At a glance.
- Israel's National Cyber Directorate acknowledges retaliatory capabilities.
- US Cyber Command hits ransomware actors.
- US cybersecurity regulations for air, rail travel systems.
- Australia plans to give telcos authority to block scam calls.
Israel’s civilian cyber defense is committed to retaliation.
CNN offers a glimpse into the inner workings of Israel's National Cyber Directorate, which coordinates Israel’s civilian cyber defense operations. Led by Yigal Unna, the directorate works twenty-four hours a day tracking cyberattacks from all manner of threat actors, from petty criminals to sophisticated, state-backed threat groups with political motivations. When asked about the growing shadow cyber war between Israel and Iran, which has gone from focusing only on military networks to targeting civilians (see the recent attacks on an Israeli dating site and Iran’s fuel distribution system), Unna was careful not to reveal too much, but made it clear that Israel would use “special measures and means” to fight back: "Of course we know who is behind it and we remember...and we can get even with those who are behind any of these attacks...Israel has all the tools and all the advantages not just in cyber but in all other aspects that we can use when it is needed.”
US Cyber Command acknowledges actions against ransomware attackers.
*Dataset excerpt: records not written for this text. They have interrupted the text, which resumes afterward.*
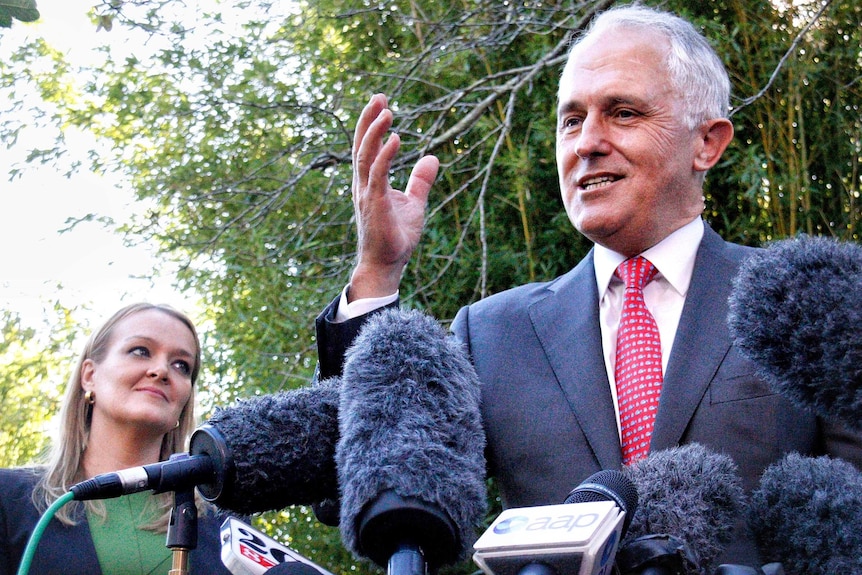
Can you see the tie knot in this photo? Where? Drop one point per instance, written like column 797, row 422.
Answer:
column 636, row 272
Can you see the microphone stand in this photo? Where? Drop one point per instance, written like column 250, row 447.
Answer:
column 182, row 531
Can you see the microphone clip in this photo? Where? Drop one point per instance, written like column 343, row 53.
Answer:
column 667, row 552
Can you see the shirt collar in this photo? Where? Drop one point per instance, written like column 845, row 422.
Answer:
column 673, row 256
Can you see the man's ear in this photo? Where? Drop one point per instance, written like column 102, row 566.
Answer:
column 713, row 137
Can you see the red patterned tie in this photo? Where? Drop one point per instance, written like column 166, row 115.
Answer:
column 638, row 361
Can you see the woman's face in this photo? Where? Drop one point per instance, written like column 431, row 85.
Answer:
column 144, row 379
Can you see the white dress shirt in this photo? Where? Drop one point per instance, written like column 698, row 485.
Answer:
column 664, row 296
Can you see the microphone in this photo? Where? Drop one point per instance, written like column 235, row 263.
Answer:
column 265, row 453
column 690, row 498
column 806, row 513
column 794, row 311
column 179, row 472
column 579, row 537
column 410, row 459
column 247, row 551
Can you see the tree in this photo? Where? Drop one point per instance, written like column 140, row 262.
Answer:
column 238, row 132
column 23, row 10
column 33, row 375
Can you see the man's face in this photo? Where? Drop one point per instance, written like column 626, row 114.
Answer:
column 626, row 160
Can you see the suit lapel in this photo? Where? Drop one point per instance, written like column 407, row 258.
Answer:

The US is also committed to the imposition of costs. In an unusual public acknowledgment of such measures, General Paul M. Nakasone, the head of US Cyber Command and Director, NSA, said that the US military has taken actions against ransomware gangs. The New York Times explains that his announcement denotes a shift, as in the past ransomware attacks were the responsibility of law enforcement agencies, but with an increasing number of attacks threatening the country’s critical infrastructure, the government is assuming a more aggressive posture. Nakasone would not go into detail, but stated that one of the US’s goals is to “impose costs,” military lingo for punitive cyberoperations. “We know much more about what our adversaries can and might do to us. This is an area where vigilance is really important,” he stated.
US TSA announces new cybersecurity directive for railway and airline operators.
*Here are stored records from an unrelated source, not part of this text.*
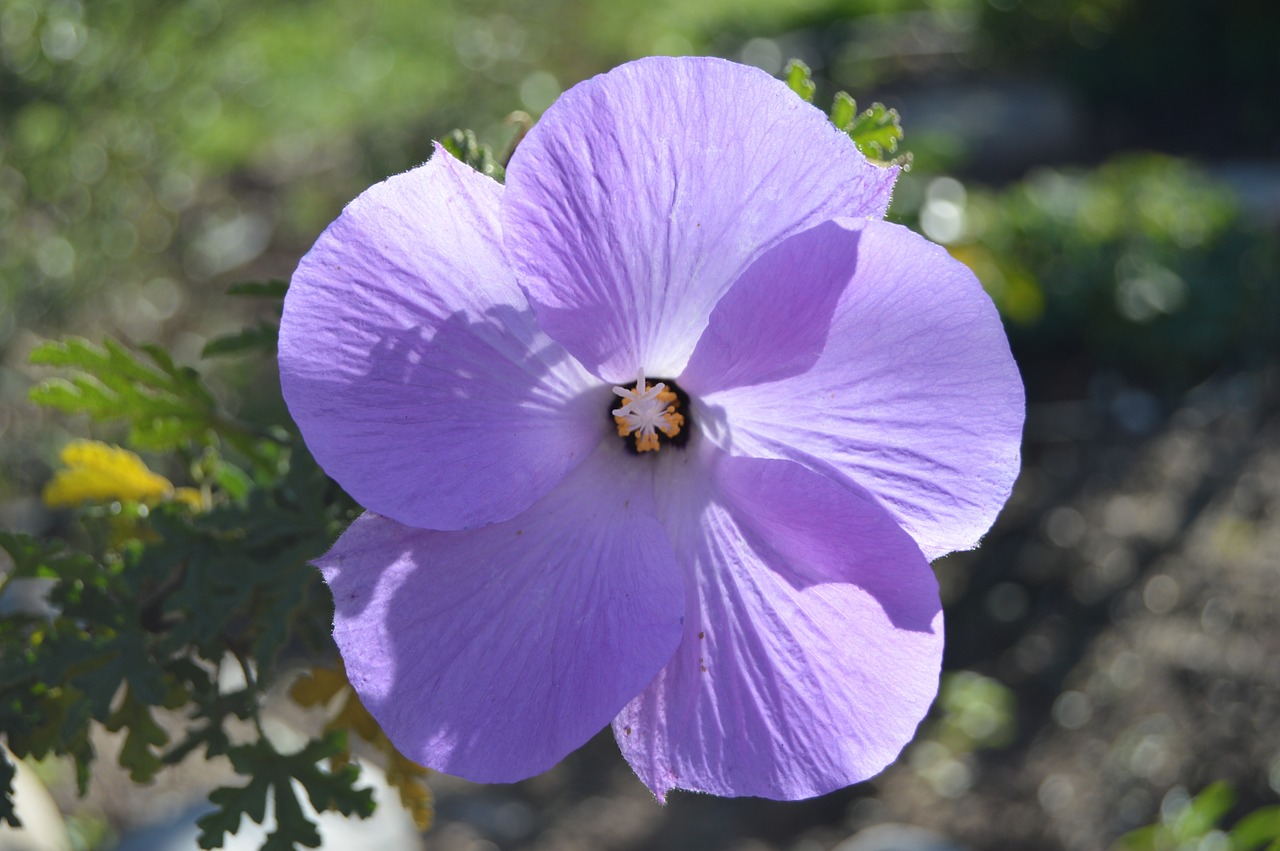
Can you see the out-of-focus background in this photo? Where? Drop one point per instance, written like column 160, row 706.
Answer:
column 1109, row 168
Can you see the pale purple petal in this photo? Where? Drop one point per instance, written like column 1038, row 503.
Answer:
column 493, row 653
column 915, row 396
column 812, row 645
column 773, row 323
column 644, row 193
column 414, row 366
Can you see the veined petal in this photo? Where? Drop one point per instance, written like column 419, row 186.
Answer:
column 812, row 646
column 773, row 323
column 914, row 397
column 641, row 195
column 412, row 362
column 493, row 653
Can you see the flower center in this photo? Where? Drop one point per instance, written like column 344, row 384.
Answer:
column 652, row 413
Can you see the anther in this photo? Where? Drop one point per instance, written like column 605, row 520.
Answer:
column 650, row 412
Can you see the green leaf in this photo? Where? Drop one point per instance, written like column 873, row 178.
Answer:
column 1256, row 829
column 144, row 733
column 842, row 110
column 1203, row 813
column 799, row 79
column 8, row 772
column 33, row 557
column 274, row 288
column 261, row 338
column 273, row 774
column 465, row 146
column 876, row 131
column 164, row 403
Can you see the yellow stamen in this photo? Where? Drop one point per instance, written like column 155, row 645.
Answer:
column 647, row 410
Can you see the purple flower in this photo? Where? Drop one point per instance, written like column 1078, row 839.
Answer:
column 663, row 433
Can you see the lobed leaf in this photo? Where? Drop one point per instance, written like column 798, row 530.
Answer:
column 164, row 403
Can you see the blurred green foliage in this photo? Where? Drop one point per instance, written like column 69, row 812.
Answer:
column 1196, row 824
column 1143, row 265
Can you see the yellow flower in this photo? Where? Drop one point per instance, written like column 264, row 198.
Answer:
column 100, row 472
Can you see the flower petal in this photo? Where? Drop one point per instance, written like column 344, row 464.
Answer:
column 641, row 195
column 414, row 366
column 914, row 397
column 812, row 648
column 773, row 323
column 493, row 653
In conjunction with the rail regulations the CyberWire discussed last week, the US Transportation Security Administration (TSA) has released cybersecurity directives for airlines, part of a larger push to protect the nation’s critical infrastructure from damaging disruptions, Security Week reports.
Homeland Security Secretary Alejandro Mayorkas explained, “These new cybersecurity requirements and recommendations will help keep the traveling public safe.” As Infosecurity Magazine notes, the directives require that all breaches be reported to the Cybersecurity and Infrastructure Security Agency within twenty-four hours, and that operators must complete a vulnerability review to identify any chinks in their systems’ armor and establish a contingency and recovery plan. The directives bear some resemblance to the regulations created for pipeline operators after the ransomware attack on the Colonial Pipeline. Announced by the US Department of Homeland Security (DHS) on Thursday, the new directives will go into effect on the last day of December.
Australian telcos may receive authority to intercept scam messages.
The Australian government has released plans to modify the Telecommunications (Interception and Access) Act 1979 to give telcos the power to intercept and block malicious SMS messages, ZDNet reports. Minister for Home Affairs Karen Andrews explained, "The regulatory amendment we have enacted provides the telecommunications sector with the authority they need to block malicious SMS messages at scale and protect the Australian public from scammers." Australian telco Telstra is piloting the development of new cybersecurity tech that will teach their systems to detect and intercept malicious messages. Andrews also announced that, beginning in March 2022, a new Joint Policing Cybercrime Coordination Centre (JPC3) led by Australian Federal Police (AFP) assistant commissioner Justine Gough will begin working to fight cybercriminals aiming to defraud Australians. An AFP spokesperson stated, "AFP-led JPC3 will target at scale those cyber criminals who trick firms using business email compromise or unleash mass phishing attacks, which can scam individuals out of personal information or money.”